那张元帕早就被呈上去了,长公主差使人瞧了一眼,确认无误了,对着江华容态度也和蔼了不少,特特拉过了她的手安慰道:“这两年你着实辛苦了,二郎回来了,你也能轻松些。”
江华容自然也瞧见了那帕子,心口被猛地一扎。
但脸上却还不得不装成含羞带怯的模样:“都是儿媳分内之事,哪里算得上辛苦。”
“你也不必自谦,这两年我全看在眼里,便是年初那一回,你也无任何抱怨,实在是难为你了。”长公主愈发满意,从腕上褪了个镯子替她带上,“既圆了房,你也该注意调理调理身体,早日为二郎诞下子嗣,他祖母一直盼着呢,如今又病重,若是有了喜也好叫老人家欢喜欢喜。”
江华容心里愈发酸的发苦,摸着腕上的玉镯什么都不敢说,只连声答应:“儿媳知道了。”
交代完江华容,长公主又看向陆缙:“二郎你也是,三月后又要赴任了,到时候不好携家眷去,趁着这段时间还在府里,你也该多同你夫人亲近亲近,若是这几月便能有了子嗣,便再好不过了。”
陆缙如今是长子嫡孙,自然知晓自己的责任所在,放下了茶盏也应下:“儿子知道了。”
平心而论,江氏虽其他尚有缺漏,但样貌倒是极好,与二郎站在一起,也算的上是男才女貌。

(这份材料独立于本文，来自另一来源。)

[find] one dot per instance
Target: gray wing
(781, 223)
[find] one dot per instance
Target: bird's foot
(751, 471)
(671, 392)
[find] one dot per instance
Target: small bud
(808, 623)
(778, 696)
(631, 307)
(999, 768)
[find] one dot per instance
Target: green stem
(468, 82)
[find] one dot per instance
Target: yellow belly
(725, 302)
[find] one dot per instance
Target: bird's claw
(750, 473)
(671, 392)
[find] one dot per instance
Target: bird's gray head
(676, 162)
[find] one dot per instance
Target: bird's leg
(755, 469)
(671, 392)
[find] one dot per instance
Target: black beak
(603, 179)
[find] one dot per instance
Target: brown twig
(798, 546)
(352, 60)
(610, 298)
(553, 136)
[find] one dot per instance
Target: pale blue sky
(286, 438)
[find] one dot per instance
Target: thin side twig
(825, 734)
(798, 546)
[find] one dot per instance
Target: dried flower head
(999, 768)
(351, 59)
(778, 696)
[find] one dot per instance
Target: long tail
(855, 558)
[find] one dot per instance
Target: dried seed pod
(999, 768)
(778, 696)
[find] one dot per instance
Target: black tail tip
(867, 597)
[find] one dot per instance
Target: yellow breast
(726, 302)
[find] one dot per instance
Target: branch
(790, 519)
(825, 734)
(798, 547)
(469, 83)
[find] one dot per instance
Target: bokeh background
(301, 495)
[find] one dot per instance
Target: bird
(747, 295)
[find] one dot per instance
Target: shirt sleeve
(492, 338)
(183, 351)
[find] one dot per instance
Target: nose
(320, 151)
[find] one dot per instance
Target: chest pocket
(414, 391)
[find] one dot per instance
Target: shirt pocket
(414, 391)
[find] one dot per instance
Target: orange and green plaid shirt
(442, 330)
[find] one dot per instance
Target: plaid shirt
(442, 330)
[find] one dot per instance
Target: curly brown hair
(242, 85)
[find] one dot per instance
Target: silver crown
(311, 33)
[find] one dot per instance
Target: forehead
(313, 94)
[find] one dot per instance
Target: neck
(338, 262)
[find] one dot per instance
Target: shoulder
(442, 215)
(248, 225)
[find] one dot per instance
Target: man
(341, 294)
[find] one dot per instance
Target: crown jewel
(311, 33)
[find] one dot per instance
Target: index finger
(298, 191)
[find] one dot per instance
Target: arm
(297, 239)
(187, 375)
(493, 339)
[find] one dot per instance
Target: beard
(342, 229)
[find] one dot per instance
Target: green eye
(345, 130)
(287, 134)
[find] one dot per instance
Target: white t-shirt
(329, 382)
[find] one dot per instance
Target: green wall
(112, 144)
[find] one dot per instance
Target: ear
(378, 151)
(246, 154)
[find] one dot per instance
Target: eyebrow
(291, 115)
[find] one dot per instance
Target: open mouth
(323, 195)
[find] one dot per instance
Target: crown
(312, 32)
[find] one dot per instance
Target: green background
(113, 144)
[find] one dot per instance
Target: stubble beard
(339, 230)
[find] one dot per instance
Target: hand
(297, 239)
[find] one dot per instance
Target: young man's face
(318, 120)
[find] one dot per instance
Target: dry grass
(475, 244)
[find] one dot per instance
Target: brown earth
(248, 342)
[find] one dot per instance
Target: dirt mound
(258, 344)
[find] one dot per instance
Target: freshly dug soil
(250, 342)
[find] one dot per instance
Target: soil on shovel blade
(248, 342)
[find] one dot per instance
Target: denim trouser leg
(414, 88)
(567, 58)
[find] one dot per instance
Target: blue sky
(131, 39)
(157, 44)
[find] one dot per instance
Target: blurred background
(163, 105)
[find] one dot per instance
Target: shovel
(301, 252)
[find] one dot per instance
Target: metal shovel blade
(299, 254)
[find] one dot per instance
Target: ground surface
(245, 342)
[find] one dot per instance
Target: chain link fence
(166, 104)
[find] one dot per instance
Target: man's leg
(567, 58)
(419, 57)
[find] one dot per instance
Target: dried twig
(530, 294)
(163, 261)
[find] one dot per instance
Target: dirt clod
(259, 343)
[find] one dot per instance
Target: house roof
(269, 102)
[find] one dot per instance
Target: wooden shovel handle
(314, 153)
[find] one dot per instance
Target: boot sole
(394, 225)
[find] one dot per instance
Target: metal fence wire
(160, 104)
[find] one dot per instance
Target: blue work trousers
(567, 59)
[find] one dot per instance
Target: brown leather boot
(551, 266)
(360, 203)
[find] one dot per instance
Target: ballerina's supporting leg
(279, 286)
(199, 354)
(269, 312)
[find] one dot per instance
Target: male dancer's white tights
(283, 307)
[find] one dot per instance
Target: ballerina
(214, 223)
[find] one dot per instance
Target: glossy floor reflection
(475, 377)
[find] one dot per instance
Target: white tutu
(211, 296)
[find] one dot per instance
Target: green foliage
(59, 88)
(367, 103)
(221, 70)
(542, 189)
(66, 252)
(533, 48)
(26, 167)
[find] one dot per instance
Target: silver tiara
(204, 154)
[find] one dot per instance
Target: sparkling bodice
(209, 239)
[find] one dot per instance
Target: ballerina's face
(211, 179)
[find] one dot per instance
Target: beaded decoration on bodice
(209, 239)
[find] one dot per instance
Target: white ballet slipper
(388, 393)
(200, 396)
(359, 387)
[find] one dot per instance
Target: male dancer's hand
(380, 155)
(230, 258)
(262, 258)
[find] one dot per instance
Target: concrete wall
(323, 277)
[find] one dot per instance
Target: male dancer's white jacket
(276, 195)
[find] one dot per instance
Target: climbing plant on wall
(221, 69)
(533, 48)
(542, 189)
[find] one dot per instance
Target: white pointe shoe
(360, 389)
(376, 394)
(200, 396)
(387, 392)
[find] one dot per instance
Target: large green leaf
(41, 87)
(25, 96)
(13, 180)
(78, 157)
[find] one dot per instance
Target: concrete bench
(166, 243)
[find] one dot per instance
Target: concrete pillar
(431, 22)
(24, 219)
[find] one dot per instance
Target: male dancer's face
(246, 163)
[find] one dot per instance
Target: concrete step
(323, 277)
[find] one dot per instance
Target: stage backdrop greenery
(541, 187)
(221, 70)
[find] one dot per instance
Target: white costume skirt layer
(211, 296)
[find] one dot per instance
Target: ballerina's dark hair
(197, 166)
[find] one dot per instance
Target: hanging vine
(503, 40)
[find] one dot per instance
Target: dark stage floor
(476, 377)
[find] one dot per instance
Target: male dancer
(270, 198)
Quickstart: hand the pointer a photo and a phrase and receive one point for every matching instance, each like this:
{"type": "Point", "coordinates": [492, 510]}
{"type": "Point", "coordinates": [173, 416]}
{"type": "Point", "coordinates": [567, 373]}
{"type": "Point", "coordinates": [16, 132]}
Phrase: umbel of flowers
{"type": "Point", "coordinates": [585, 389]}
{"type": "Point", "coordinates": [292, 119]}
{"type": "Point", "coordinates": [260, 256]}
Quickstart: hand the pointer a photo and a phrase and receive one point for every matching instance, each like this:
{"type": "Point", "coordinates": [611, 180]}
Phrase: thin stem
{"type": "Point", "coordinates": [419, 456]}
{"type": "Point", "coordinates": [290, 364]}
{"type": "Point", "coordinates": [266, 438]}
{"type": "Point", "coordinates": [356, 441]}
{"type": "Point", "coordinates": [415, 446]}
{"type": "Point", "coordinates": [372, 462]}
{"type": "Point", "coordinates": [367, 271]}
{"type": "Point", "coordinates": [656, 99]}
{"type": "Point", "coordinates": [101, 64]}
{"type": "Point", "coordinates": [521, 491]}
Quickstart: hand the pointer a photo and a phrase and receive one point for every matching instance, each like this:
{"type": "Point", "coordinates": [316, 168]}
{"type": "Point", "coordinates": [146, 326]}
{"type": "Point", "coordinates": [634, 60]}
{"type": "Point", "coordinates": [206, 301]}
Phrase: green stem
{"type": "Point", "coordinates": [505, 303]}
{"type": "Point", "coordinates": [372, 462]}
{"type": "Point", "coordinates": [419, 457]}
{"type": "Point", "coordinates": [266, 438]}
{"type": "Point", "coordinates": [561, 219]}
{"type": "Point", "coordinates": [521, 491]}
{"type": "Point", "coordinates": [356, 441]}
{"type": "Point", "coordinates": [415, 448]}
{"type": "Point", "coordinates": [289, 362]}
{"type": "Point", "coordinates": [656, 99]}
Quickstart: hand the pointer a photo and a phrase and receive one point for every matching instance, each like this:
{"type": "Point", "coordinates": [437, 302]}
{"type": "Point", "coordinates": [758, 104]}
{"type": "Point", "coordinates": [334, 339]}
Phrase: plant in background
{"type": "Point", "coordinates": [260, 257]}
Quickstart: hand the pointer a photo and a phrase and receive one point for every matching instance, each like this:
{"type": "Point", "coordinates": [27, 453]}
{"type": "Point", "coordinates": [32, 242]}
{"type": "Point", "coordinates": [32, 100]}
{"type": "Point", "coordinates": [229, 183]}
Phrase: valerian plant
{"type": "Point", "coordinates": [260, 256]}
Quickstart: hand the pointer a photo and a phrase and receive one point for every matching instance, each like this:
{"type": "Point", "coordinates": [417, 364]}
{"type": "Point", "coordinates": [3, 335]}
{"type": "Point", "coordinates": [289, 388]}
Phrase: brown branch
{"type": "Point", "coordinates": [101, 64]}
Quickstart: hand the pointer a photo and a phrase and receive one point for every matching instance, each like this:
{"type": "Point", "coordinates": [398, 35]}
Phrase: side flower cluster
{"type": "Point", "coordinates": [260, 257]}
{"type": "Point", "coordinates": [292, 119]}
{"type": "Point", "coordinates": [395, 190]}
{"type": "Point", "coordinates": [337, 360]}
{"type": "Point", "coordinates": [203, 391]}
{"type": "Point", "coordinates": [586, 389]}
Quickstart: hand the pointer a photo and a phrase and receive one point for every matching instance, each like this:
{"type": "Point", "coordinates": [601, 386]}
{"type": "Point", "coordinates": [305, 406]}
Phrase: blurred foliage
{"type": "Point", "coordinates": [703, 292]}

慢慢来吧,长公主交代完,颇为满意,又拉着他们说了这两年的事,方叫他们出去。
出了门,江华容小心地跟在陆缙身后,想搭话又不知该说什么,便询问道:“郎君,夏日将尽,该是备秋衣的时候了,我选了几匹料子,却不知你尺寸,你若是无事,不如便一同回去量一量。”
陆缙闻言,只淡声道:“康平知道,他会告知你。”
江华容本意是想同他亲近一番,没料到他如此直接,竟叫了下人打发她,被拂了脸面,只好装作若无其事:“那也好,毕竟郎君你十分忙碌。”
想了想,她又追上去:“承平侯府的三姑奶奶明日要做寿,郎君你明日可有空,不如我们一同前去?”
“明日需进宫,太后要见我。”陆缙声音仍是没什么波澜。
太后是他外祖母,他一去两年,老人家自然念的紧,江华容又敛了声,低低答应了一声:“郎君记得代我向娘娘问好。”